Whether you intend to encourage the employee or simply do not want to be a downer, supervisors may be tempted to emphasize strengths and downplay weaknesses during a struggling employee’s performance reviews. But beware: the road to costly wrongful termination litigation is paved with good intentions, as illustrated in a recent Minnesota federal case.
In Walker v. South Washington County Schools, an African-American teacher was non-renewed during her three-year probationary period. Case No. 15-CV-3670 (D. Minn. Nov. 29, 2016) (Doty, J.). During that time, the teacher received eight reviews from several different supervisors. The performance reviews generally were positive, noting the teacher’s warmth and compassion toward students and families and her proficiency in special education matters. In a couple of instances, the performance evaluations emphasized the need to meet deadlines, but offered no details regarding any late assignments.
While the supervisor was considering moving the teacher to continuing contract status, she received reports that the employee missed a deadline, failed to attend a training, and got into a heated exchange with a co-worker over email. Except for the email issue, the supervisor did not look into the allegations but accepted, uncritically, the reports from other employees. Ultimately, the supervisor decided not to recommend the teacher for continuing contract status. The school board informed the teacher that she was terminated due to poor performance.
The court found that, given the evidence available, a reasonable jury could reject the school district’s stated reason for termination as mere pretext for discrimination and, therefore, the facts of the case needed to be decided at trial. The court stated:
Although defendants rely heavily on the assertion that Walker performed poorly through her tenure—most notably in regularly failing to submit timely evaluations—the record before the court does not corroborate such a finding. Although there are vague references in the progress reports that Walker should ‘act with more intensity and/or with a quicker pace’ and that a challenge ‘will be keeping up on the paperwork,’ none of the progress reviews identified untimely reports, let alone a continual problem with timeliness.
Employers can learn several important lessons from this case. First, if there is an allegation of poor or non-performance of duties, it must be investigated. Second, if the allegation is substantiated, the employer must document the incident, in sufficient detail to identify the nature of the misconduct and how the employer responded to it. Third, if there is a pattern of conduct, each new disciplinary action—and non-disciplinary action—imposed should refer back to previous incidents and the employer’s response. For example, a one-day suspension for a habitually late employee might include the following information “This is not the first time you have been tardy without excuse. On December 15, 2017, you received a written reprimand for being late on December 8 and December 11.”

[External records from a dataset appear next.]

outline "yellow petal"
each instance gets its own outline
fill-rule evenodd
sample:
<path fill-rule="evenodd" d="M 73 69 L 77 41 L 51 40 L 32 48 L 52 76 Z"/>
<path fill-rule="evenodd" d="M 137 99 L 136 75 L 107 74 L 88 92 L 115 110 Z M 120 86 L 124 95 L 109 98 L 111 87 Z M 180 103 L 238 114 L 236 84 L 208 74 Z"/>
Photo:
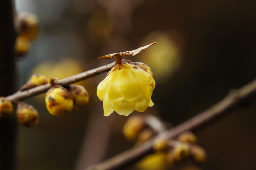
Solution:
<path fill-rule="evenodd" d="M 131 71 L 133 68 L 123 68 L 119 71 L 117 90 L 128 100 L 134 100 L 141 93 L 142 88 Z"/>
<path fill-rule="evenodd" d="M 114 111 L 113 107 L 109 102 L 107 95 L 106 95 L 106 97 L 103 100 L 103 107 L 104 109 L 104 115 L 105 116 L 108 116 Z"/>
<path fill-rule="evenodd" d="M 128 116 L 134 110 L 135 103 L 133 101 L 123 100 L 118 102 L 114 103 L 114 110 L 118 114 Z"/>
<path fill-rule="evenodd" d="M 149 106 L 150 106 L 150 107 L 154 106 L 154 103 L 151 100 L 151 98 L 150 98 L 150 99 L 149 99 L 149 102 L 148 105 L 149 105 Z"/>
<path fill-rule="evenodd" d="M 140 68 L 133 69 L 132 72 L 140 84 L 145 86 L 151 86 L 153 89 L 155 88 L 156 82 L 150 74 Z"/>
<path fill-rule="evenodd" d="M 112 74 L 107 76 L 99 83 L 97 88 L 97 96 L 99 100 L 102 101 L 108 90 L 109 83 L 111 80 Z"/>
<path fill-rule="evenodd" d="M 138 112 L 144 112 L 148 108 L 148 105 L 147 101 L 148 100 L 144 100 L 141 102 L 137 103 L 135 106 L 135 110 Z"/>
<path fill-rule="evenodd" d="M 110 81 L 107 95 L 109 101 L 111 103 L 114 103 L 121 101 L 124 99 L 124 96 L 117 90 L 119 71 L 116 71 L 112 74 L 113 74 L 113 76 Z"/>

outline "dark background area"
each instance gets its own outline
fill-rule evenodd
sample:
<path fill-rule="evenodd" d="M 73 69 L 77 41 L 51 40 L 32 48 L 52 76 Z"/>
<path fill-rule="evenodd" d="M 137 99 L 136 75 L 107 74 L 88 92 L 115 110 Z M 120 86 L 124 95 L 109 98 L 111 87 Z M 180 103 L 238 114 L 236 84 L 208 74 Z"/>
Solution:
<path fill-rule="evenodd" d="M 254 0 L 16 0 L 16 5 L 37 15 L 41 27 L 18 61 L 20 86 L 35 70 L 65 77 L 113 61 L 98 57 L 158 41 L 125 58 L 147 64 L 156 82 L 155 105 L 131 115 L 153 113 L 175 126 L 255 78 Z M 64 58 L 74 64 L 62 65 Z M 96 90 L 105 75 L 82 83 L 91 97 L 82 111 L 55 117 L 43 97 L 26 100 L 40 122 L 18 126 L 18 170 L 80 170 L 132 147 L 122 134 L 128 118 L 103 115 Z M 196 132 L 208 154 L 202 169 L 256 169 L 256 112 L 255 100 Z"/>

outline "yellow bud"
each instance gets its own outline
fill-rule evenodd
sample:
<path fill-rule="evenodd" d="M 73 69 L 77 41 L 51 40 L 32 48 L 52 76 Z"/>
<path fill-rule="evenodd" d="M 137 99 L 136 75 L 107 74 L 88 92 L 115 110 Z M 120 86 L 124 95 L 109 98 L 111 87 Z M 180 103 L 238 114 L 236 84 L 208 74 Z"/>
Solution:
<path fill-rule="evenodd" d="M 36 38 L 39 32 L 37 17 L 32 14 L 19 14 L 18 27 L 19 36 L 31 41 Z"/>
<path fill-rule="evenodd" d="M 30 48 L 30 43 L 26 38 L 18 36 L 16 38 L 15 50 L 16 56 L 20 57 L 28 53 Z"/>
<path fill-rule="evenodd" d="M 141 170 L 166 170 L 166 156 L 165 153 L 161 152 L 148 155 L 138 162 L 136 167 Z"/>
<path fill-rule="evenodd" d="M 167 139 L 157 138 L 153 142 L 153 149 L 155 151 L 166 150 L 170 147 L 170 142 Z"/>
<path fill-rule="evenodd" d="M 196 143 L 197 142 L 196 136 L 189 131 L 183 132 L 179 135 L 177 140 L 189 143 Z"/>
<path fill-rule="evenodd" d="M 191 148 L 190 152 L 194 162 L 201 163 L 206 160 L 206 152 L 202 147 L 193 145 Z"/>
<path fill-rule="evenodd" d="M 84 108 L 89 101 L 89 96 L 86 89 L 82 85 L 71 85 L 69 91 L 73 96 L 74 107 L 76 109 Z"/>
<path fill-rule="evenodd" d="M 13 112 L 12 103 L 4 97 L 0 97 L 0 117 L 8 116 L 12 114 Z"/>
<path fill-rule="evenodd" d="M 145 125 L 145 121 L 142 116 L 134 116 L 126 122 L 123 128 L 123 133 L 127 139 L 134 140 Z"/>
<path fill-rule="evenodd" d="M 190 153 L 189 145 L 178 143 L 169 152 L 167 160 L 169 163 L 180 162 L 188 158 Z"/>
<path fill-rule="evenodd" d="M 45 95 L 45 103 L 50 113 L 55 116 L 69 112 L 73 107 L 72 95 L 60 85 L 56 85 L 48 90 Z"/>
<path fill-rule="evenodd" d="M 32 88 L 47 83 L 48 80 L 46 76 L 40 74 L 35 74 L 32 75 L 26 84 L 21 87 L 21 91 Z"/>
<path fill-rule="evenodd" d="M 37 111 L 33 106 L 24 102 L 18 105 L 16 116 L 19 123 L 28 127 L 36 125 L 39 122 Z"/>
<path fill-rule="evenodd" d="M 127 116 L 134 110 L 144 112 L 152 106 L 155 82 L 150 74 L 128 63 L 116 65 L 98 85 L 97 95 L 103 101 L 104 115 L 114 111 Z"/>

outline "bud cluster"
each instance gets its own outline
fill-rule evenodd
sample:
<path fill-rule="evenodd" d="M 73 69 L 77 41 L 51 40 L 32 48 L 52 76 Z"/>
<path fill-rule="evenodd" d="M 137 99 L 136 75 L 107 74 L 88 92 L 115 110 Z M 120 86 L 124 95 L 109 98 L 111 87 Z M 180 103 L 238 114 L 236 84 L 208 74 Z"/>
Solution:
<path fill-rule="evenodd" d="M 153 143 L 154 153 L 146 156 L 138 163 L 139 169 L 152 169 L 154 167 L 152 164 L 158 165 L 158 167 L 165 167 L 163 168 L 165 169 L 191 161 L 195 163 L 202 163 L 205 161 L 206 152 L 196 144 L 197 139 L 193 133 L 184 132 L 171 139 L 160 137 L 157 135 L 162 131 L 156 129 L 156 124 L 164 124 L 159 119 L 155 119 L 159 122 L 148 120 L 147 115 L 133 116 L 128 120 L 123 129 L 124 136 L 129 140 L 136 140 L 137 143 L 155 138 Z M 158 162 L 156 162 L 157 160 Z M 160 163 L 161 165 L 159 165 Z M 149 167 L 149 165 L 151 165 L 151 167 Z"/>
<path fill-rule="evenodd" d="M 45 76 L 34 74 L 20 91 L 30 89 L 48 83 L 48 80 Z M 76 109 L 85 108 L 89 102 L 89 95 L 82 85 L 70 85 L 66 89 L 60 85 L 55 85 L 46 93 L 45 102 L 46 107 L 51 114 L 59 116 L 70 112 L 73 108 Z M 12 102 L 6 98 L 0 97 L 0 117 L 8 117 L 13 112 Z M 16 118 L 19 124 L 28 127 L 34 126 L 39 122 L 37 111 L 32 106 L 23 102 L 18 102 Z"/>
<path fill-rule="evenodd" d="M 45 95 L 46 108 L 50 113 L 60 116 L 71 112 L 73 108 L 81 109 L 89 102 L 89 94 L 82 85 L 70 85 L 66 89 L 56 85 Z"/>
<path fill-rule="evenodd" d="M 15 50 L 18 57 L 24 56 L 30 49 L 30 43 L 34 40 L 39 32 L 37 17 L 29 13 L 19 13 L 16 16 L 16 38 Z"/>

In the event of a challenge to a future employment action, an employee may use inaccurate or incomplete performance evaluations to show that there was no “real” issue with his or her work performance, since the employer failed to note it. Likewise, failure to document prior warnings or discipline may be used by the employee to establish that the problem did not exist prior to the incident giving rise to discipline or that one incident was used to justify discrimination against the employee.
While it may be difficult, make it a New Year’s resolution to stop being “nice” in performance reviews, disciplinary letters, and other documentation regarding employees and their job performance. Instead, make it a resolution to be truthful and complete in assessing employee performance. Remember, sugar-coating the facts now may leave you with a bitter pill to swallow later.